# honey stick machine



## biggiggy23 (Jan 24, 2017)

Hi guys pretty new to the forum. been bee keeping for quite some time now.. 

but I am interested in expending into the honey sticks business. does anyone know the 

automatic honey stick machines name? I have dealt with some of the other honey stick wholesalers 

and they are all very cool people but, shipping is a killer and runs into my profits. if anyone can help 

me out with giving me the name of the machine that automates the process that would bee great. 

I know of a few smaller manual fill devices. but im looking more for a small automated machine. 

thank you everyone buzz buzz..


----------



## NCGrimbo (Dec 15, 2016)

http://www.honeystickmachine.com/
and there was an article that said this guy has one he sells, but I didn't see it on his web site: http://anthonysbeehive.com/


----------



## biggiggy23 (Jan 24, 2017)

Thank you for the reply but this one is mostly manual. I'm looking for more of a automated machine. A few of the bigger companies use one. But I don't know the name of it.


----------



## Dan the bee guy (Jun 18, 2015)

When I first saw a honey stick I thought what a waste of time.


----------



## DrJeseuss (May 28, 2015)

Dan the bee guy said:


> When I first saw a honey stick I thought what a waste of time.


These things sell like crazy and the markup makes them profitable. Certainly not a waste around here.


----------



## jwcarlson (Feb 14, 2014)

I've been thinking about making my own machine (the one linked above isn't anything complicated). 
I've only ever had maybe two people ask if I had them. And I don't want any part of the flavored honey business.

But I think some people like them because they're the perfect size to sweeten tea or coffee and they don't have to worry about having a jar and spooning it out.
Of course if they bought crystalized honey that would solve most of their problem.


----------



## BadBeeKeeper (Jan 24, 2015)

jwcarlson said:


> But I think some people like them because they're the perfect size to sweeten tea or coffee and they don't have to worry about having a jar and spooning it out.
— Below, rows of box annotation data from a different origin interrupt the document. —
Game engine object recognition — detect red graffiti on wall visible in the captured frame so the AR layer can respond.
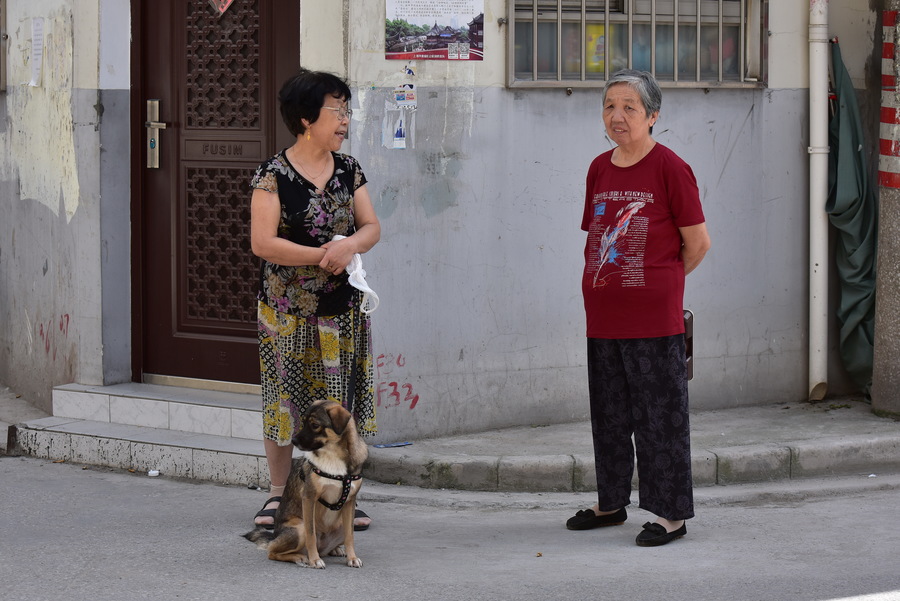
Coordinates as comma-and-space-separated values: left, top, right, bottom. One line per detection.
375, 354, 419, 409
38, 313, 70, 361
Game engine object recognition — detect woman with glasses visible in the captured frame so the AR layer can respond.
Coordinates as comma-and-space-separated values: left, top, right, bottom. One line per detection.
566, 70, 710, 547
250, 69, 381, 530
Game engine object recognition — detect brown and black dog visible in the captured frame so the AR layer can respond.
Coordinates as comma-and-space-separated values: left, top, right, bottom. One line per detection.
244, 401, 369, 568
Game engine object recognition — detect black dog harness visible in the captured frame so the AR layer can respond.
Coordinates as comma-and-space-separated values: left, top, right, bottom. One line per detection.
310, 465, 362, 511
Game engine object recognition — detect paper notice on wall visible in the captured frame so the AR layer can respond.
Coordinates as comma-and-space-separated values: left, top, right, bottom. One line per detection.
28, 17, 44, 88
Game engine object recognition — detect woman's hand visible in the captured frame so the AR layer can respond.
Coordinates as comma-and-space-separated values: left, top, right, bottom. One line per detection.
319, 238, 356, 275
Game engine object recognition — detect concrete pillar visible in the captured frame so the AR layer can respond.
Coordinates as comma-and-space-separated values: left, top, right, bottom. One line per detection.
872, 0, 900, 416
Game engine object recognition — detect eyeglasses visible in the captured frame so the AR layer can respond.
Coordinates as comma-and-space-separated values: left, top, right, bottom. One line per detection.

I was in WallyWorld a couple of days ago- somebody is putting honey in little packets like you see for mustard or ketchup...they wanted nearly $8 for a box of 24(?) packets that contained less than 6 ounces of honey. Somebody is either really stupid, or a frickin genius.
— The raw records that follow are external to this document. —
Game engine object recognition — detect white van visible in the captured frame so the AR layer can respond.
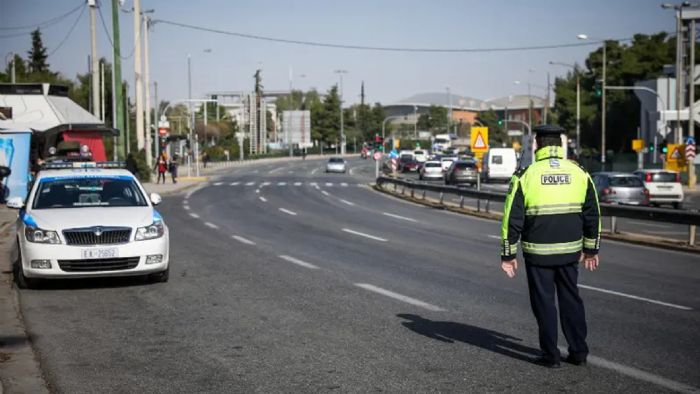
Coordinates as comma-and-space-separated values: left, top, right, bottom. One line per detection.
481, 148, 518, 182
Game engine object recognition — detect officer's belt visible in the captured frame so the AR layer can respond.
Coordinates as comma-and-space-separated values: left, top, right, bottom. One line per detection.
522, 239, 583, 255
525, 203, 581, 216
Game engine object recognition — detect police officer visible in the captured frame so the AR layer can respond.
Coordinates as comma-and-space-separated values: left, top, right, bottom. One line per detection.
501, 125, 600, 368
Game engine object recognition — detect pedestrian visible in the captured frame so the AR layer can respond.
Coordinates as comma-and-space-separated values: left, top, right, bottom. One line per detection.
169, 153, 179, 183
202, 152, 209, 168
501, 125, 600, 368
155, 155, 168, 184
125, 152, 139, 178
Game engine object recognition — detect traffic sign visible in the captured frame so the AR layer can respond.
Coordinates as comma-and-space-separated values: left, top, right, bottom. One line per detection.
632, 139, 644, 152
471, 127, 489, 153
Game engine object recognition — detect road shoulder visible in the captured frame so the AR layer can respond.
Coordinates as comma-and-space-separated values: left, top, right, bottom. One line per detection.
0, 207, 49, 393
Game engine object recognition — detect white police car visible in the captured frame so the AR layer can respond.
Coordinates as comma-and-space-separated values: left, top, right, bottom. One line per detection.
7, 162, 170, 288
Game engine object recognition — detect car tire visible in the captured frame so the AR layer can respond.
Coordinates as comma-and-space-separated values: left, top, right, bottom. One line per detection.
148, 266, 170, 283
12, 250, 39, 289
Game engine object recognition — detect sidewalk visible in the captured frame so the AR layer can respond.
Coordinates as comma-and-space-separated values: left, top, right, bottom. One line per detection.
0, 206, 49, 393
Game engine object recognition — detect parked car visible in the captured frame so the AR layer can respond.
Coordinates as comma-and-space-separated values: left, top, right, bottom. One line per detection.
634, 169, 683, 209
7, 162, 170, 288
418, 160, 445, 180
326, 157, 347, 174
440, 156, 457, 171
591, 172, 649, 205
445, 160, 479, 185
481, 148, 518, 182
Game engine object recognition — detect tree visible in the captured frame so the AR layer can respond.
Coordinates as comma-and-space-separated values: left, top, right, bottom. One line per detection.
28, 28, 49, 73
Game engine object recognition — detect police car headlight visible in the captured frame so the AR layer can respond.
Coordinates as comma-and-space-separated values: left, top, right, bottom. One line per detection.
134, 220, 165, 241
24, 227, 61, 244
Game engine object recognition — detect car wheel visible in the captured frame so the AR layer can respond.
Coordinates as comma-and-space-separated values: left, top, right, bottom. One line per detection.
148, 266, 170, 283
13, 251, 38, 289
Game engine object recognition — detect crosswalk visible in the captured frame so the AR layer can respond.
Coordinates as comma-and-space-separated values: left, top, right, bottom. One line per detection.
211, 180, 366, 189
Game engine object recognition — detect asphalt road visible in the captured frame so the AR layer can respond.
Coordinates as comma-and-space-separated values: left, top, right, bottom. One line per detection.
20, 160, 700, 393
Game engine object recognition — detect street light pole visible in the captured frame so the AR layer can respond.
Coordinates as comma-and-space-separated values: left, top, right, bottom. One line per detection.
335, 70, 348, 155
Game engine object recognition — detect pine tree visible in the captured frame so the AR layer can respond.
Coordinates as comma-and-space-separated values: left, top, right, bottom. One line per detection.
28, 29, 49, 73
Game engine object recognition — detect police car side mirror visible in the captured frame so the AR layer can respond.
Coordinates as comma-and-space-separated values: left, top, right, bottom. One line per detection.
151, 193, 163, 205
7, 197, 24, 209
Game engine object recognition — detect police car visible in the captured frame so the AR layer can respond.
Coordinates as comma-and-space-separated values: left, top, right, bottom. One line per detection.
7, 162, 170, 288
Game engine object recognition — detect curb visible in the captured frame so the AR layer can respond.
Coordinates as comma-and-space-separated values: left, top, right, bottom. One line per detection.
370, 184, 700, 254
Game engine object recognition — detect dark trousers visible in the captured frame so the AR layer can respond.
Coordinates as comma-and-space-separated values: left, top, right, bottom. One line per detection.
525, 262, 588, 361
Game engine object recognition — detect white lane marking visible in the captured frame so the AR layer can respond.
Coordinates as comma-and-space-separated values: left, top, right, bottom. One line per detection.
355, 283, 445, 312
279, 208, 297, 216
578, 284, 693, 311
559, 346, 700, 393
382, 212, 417, 222
231, 235, 255, 245
279, 254, 318, 270
343, 228, 388, 242
630, 220, 671, 228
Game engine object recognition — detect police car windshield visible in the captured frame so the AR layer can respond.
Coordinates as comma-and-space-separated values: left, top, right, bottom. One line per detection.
33, 176, 148, 209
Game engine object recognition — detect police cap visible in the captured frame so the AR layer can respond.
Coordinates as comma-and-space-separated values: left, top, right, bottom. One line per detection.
532, 124, 566, 135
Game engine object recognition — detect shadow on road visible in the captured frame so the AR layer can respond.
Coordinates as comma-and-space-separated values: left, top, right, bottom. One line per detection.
396, 313, 540, 362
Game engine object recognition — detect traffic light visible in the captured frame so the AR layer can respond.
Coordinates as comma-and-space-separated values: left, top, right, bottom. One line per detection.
593, 81, 603, 97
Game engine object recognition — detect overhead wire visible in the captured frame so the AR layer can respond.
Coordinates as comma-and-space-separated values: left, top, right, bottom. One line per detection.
152, 19, 632, 53
97, 3, 136, 60
49, 6, 87, 56
0, 1, 85, 30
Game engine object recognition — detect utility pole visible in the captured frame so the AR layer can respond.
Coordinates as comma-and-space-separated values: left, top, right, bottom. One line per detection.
100, 62, 107, 123
143, 15, 153, 168
134, 0, 148, 152
112, 0, 126, 159
87, 0, 100, 118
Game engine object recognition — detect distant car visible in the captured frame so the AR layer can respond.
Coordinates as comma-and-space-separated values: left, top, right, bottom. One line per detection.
440, 156, 457, 171
418, 160, 445, 180
413, 149, 428, 163
591, 172, 649, 205
326, 157, 347, 174
481, 148, 518, 182
399, 159, 420, 172
7, 162, 170, 288
634, 169, 683, 209
445, 160, 479, 185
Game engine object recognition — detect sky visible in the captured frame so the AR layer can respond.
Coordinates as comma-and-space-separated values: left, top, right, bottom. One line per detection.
0, 0, 675, 104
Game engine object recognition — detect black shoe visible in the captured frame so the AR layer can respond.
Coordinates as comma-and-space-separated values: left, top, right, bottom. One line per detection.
564, 354, 587, 365
532, 356, 561, 369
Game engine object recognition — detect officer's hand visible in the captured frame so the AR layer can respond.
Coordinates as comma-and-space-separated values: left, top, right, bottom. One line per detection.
501, 259, 518, 278
583, 254, 600, 271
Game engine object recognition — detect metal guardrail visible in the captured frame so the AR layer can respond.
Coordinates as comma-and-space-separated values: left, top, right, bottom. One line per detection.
376, 176, 700, 246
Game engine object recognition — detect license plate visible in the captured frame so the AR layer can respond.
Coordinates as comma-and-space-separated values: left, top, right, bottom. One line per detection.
81, 248, 118, 259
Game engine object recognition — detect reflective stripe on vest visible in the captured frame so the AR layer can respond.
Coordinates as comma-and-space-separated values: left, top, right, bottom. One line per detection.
525, 202, 581, 216
522, 239, 583, 255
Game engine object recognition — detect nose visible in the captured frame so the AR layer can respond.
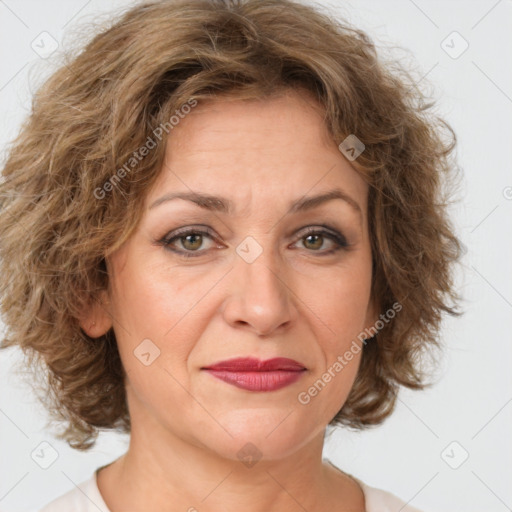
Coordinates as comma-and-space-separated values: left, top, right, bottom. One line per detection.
223, 249, 297, 336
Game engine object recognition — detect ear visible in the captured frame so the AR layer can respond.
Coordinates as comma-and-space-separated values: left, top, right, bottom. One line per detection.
79, 290, 112, 338
364, 294, 380, 338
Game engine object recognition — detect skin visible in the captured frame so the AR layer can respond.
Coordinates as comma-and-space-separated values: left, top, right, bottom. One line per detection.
82, 91, 377, 512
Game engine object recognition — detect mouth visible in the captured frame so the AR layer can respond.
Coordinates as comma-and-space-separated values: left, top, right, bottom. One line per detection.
201, 357, 307, 391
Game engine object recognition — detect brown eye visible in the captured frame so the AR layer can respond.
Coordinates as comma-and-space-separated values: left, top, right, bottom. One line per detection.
178, 233, 203, 251
302, 235, 324, 250
292, 227, 349, 255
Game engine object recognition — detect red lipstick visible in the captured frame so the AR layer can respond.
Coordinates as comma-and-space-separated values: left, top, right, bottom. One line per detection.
202, 357, 306, 391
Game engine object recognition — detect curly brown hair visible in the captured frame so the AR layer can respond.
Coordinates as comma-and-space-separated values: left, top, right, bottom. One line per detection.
0, 0, 463, 450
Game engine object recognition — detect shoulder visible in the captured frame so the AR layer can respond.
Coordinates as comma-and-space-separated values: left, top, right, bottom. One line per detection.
324, 459, 428, 512
34, 472, 110, 512
352, 476, 428, 512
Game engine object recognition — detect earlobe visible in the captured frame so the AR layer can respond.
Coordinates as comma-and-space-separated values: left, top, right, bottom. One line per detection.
80, 291, 112, 338
364, 297, 379, 338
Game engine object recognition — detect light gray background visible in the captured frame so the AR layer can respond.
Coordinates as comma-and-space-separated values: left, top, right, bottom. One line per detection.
0, 0, 512, 512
(Every time I go into a store, I check the price of honey and where it comes from. I think somebody needs to write to Trump and ask him to add honey imports to his list of stuff to tax the snot out of with tariffs.)


----------



## 357 (May 2, 2016)

BadBeeKeeper said:


> I was in WallyWorld a couple of days ago- somebody is putting honey in little packets like you see for mustard or ketchup...they wanted nearly $8 for a box of 24(?) packets that contained less than 6 ounces of honey. Somebody is either really stupid, or a frickin genius.
> 
> (Every time I go into a store, I check the price of honey and where it comes from. I think somebody needs to write to Trump and ask him to add honey imports to his list of stuff to tax the snot out of with tariffs.)


I haven't sold an ounce of honey yet but I love the idea of selling honey sticks. I wish there was an inexpensive way for hobbyists to make them.

As far as honey tariffs, I believe there is already a massive one against China but they are selling through intermediary countries. The intermediaries use filters so fine it pulls all the pollen out, making it impossible to prove the honey originated in China. I believe that process also makes it not legally honey according to the FDA.


----------



## BadBeeKeeper (Jan 24, 2015)

357 said:


> As far as honey tariffs, I believe there is already a massive one against China but they are selling through intermediary countries. *The intermediaries use filters so fine it pulls all the pollen out, making it impossible to prove the honey originated in China. I believe that process also makes it not legally honey according to the FDA.*


This is not true. Most commercial honey that is not 'raw' honey has been filtered down to about 5 microns to remove the pollen. This is perfectly legal and acceptable.

It 'ultra-filtration', down to about 1/10 micron that the FDA deems is no longer 'honey'.

The absence of pollen, in and of itself, means nothing, and does not constitute an FDA violation, nor does it make it 'not honey'.

On topic...if I could get hold of a cheap machine to put honey in sticks and packets, I might do it...especially if I had a storefront to sell out of.


----------



## Rader Sidetrack (Nov 30, 2011)

I'm fairly certain that there is *NO* FDA legal requirements on what constitutes 'honey'. 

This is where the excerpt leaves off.